NEW DELHI: OpenAI said it will take 100 megawatts of AI data center capacity in India from Tata Consultancy Services, making the ChatGPT maker the first customer of TCS’ HyperVault data center business. The companies announced the arrangement alongside the launch of “OpenAI for India” at the India AI Impact Summit 2026 in Delhi. OpenAI and Tata said the initial capacity is part of OpenAI’s global Stargate initiative and includes an option to scale to 1 gigawatt.

OpenAI said the planned local capacity is designed for data residency, security and compliance needs, and is intended to enable its most advanced models to run securely in India with lower latency. Tata said the HyperVault buildout will be powered by green energy and will use purpose-built, liquid-cooled data centers with high rack densities and network connectivity across key cloud regions. The companies did not provide commercial terms for the capacity arrangement.
Tata, TCS and OpenAI described the deal as a multi-dimensional partnership spanning enterprise, consumer and social initiatives. Tata said several thousand Tata Group employees will get access to Enterprise ChatGPT, and that TCS will leverage OpenAI’s Codex to support software engineering work. OpenAI, in its separate announcement, said Tata Group plans to deploy ChatGPT Enterprise across its employees over the next several years, starting with hundreds of thousands of TCS employees.
Sovereign infrastructure and enterprise rollout
OpenAI said “OpenAI for India” will focus on building sovereign AI capabilities, accelerating enterprise adoption, investing in workforce upskilling and strengthening local partnerships. OpenAI said India has more than 100 million weekly ChatGPT users, including students, teachers, developers and entrepreneurs. The company said the India initiative builds on existing partnerships with Indian companies that include JioHotstar, Pine Labs, Cars24, HCLTech, PhonePe, CRED and MakeMyTrip.
As part of its training and education commitments, OpenAI said it will expand OpenAI Certifications in India, with TCS becoming the first participating organization outside the United States. OpenAI also said it has announced education partnerships that will provide more than 100,000 ChatGPT Edu licenses, including with the Indian Institute of Management Ahmedabad, the All India Institute of Medical Sciences in New Delhi, Manipal Academy of Higher Education, the University of Petroleum and Energy Studies and Pearl Academy. OpenAI said it plans to open new offices in Mumbai and Bengaluru later this year alongside its existing presence in New Delhi.
Funding and capacity backdrop
TCS established HyperVault in 2025 and has positioned it as a platform to deliver gigawatt-scale, AI-ready infrastructure for hyperscalers and AI-driven organizations. In November 2025, TCS announced a strategic partnership with investment firm TPG to support HyperVault’s expansion, saying the platform will be funded through a mix of equity from TCS and TPG and debt. TCS said the two partners combined will commit to invest up to 18,000 crore rupees, with TPG investing up to 8,820 crore rupees and envisaging a final shareholding between 27.5% and 49%.

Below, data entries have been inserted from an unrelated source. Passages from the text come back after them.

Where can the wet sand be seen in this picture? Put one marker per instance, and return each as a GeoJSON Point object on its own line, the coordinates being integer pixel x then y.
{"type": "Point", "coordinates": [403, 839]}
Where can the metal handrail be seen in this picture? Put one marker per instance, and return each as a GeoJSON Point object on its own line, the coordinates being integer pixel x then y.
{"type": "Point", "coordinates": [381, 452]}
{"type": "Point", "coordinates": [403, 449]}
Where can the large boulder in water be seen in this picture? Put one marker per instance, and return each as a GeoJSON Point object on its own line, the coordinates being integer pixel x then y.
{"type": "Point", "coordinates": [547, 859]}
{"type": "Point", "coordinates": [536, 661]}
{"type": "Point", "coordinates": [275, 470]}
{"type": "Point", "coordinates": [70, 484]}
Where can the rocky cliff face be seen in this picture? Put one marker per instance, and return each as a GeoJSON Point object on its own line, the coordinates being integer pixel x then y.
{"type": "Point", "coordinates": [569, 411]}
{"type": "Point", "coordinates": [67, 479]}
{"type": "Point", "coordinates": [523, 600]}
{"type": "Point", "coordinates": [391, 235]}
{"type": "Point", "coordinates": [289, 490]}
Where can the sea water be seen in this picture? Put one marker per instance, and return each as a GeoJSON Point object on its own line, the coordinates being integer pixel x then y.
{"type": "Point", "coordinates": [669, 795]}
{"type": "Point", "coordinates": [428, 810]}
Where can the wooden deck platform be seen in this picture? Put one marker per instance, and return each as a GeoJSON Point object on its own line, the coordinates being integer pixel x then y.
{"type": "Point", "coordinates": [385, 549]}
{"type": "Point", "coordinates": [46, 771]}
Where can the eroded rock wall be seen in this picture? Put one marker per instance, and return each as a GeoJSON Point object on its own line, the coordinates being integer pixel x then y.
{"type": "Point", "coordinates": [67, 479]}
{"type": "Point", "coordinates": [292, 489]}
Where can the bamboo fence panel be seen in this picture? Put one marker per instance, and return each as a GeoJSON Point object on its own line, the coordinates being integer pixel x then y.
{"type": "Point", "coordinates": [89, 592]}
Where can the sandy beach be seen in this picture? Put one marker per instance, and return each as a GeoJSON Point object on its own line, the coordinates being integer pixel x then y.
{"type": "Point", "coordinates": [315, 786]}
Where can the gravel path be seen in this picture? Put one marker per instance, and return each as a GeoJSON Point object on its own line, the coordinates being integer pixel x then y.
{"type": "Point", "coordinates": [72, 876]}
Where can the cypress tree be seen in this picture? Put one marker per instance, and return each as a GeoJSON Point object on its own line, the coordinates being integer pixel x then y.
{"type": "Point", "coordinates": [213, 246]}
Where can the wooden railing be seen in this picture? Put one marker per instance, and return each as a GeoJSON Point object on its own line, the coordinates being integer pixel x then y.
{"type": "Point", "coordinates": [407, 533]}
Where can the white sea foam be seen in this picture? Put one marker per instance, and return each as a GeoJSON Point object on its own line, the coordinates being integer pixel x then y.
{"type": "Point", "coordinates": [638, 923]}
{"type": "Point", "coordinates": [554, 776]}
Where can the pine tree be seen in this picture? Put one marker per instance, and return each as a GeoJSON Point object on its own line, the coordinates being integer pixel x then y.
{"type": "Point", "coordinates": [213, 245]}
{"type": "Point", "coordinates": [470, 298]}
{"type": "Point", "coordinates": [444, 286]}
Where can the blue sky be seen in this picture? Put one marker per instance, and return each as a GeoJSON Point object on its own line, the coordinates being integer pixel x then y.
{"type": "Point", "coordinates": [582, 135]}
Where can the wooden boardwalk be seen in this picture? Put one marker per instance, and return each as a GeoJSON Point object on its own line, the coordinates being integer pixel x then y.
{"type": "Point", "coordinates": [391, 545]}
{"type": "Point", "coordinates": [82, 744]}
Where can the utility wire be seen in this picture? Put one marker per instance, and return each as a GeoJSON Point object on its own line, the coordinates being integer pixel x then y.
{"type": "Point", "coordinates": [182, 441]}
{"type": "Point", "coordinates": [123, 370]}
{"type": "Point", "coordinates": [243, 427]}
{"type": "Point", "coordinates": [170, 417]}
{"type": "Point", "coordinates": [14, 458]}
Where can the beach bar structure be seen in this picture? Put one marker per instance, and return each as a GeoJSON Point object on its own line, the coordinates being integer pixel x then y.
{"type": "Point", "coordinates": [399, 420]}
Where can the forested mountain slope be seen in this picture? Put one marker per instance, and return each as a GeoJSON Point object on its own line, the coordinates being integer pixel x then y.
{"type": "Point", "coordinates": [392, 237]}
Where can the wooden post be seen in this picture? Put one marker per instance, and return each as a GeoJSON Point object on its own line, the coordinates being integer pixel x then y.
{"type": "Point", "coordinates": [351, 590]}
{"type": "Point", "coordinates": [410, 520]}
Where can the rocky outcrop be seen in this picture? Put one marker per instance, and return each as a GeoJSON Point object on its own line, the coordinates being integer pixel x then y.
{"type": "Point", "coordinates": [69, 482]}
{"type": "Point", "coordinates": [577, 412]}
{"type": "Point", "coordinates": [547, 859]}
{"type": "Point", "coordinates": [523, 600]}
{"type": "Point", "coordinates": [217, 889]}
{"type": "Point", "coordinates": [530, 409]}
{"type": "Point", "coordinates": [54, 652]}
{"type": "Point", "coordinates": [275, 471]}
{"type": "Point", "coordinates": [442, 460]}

Tata said the OpenAI Foundation and TCS will collaborate on social-impact efforts that include AI training and resources for Indian youth, technology toolkits for non-governmental organizations and initiatives focused on young people, with the objective of improving the livelihoods of at least one million Indian youth. OpenAI Chief Executive Sam Altman said India is “leading the way in AI adoption,” while Tata Sons Chairman N Chandrasekaran described the collaboration as a milestone tied to India’s AI ambitions. The companies did not disclose the sites for the data center capacity or a timeline for bringing the first 100MW online – By Content Syndication Services.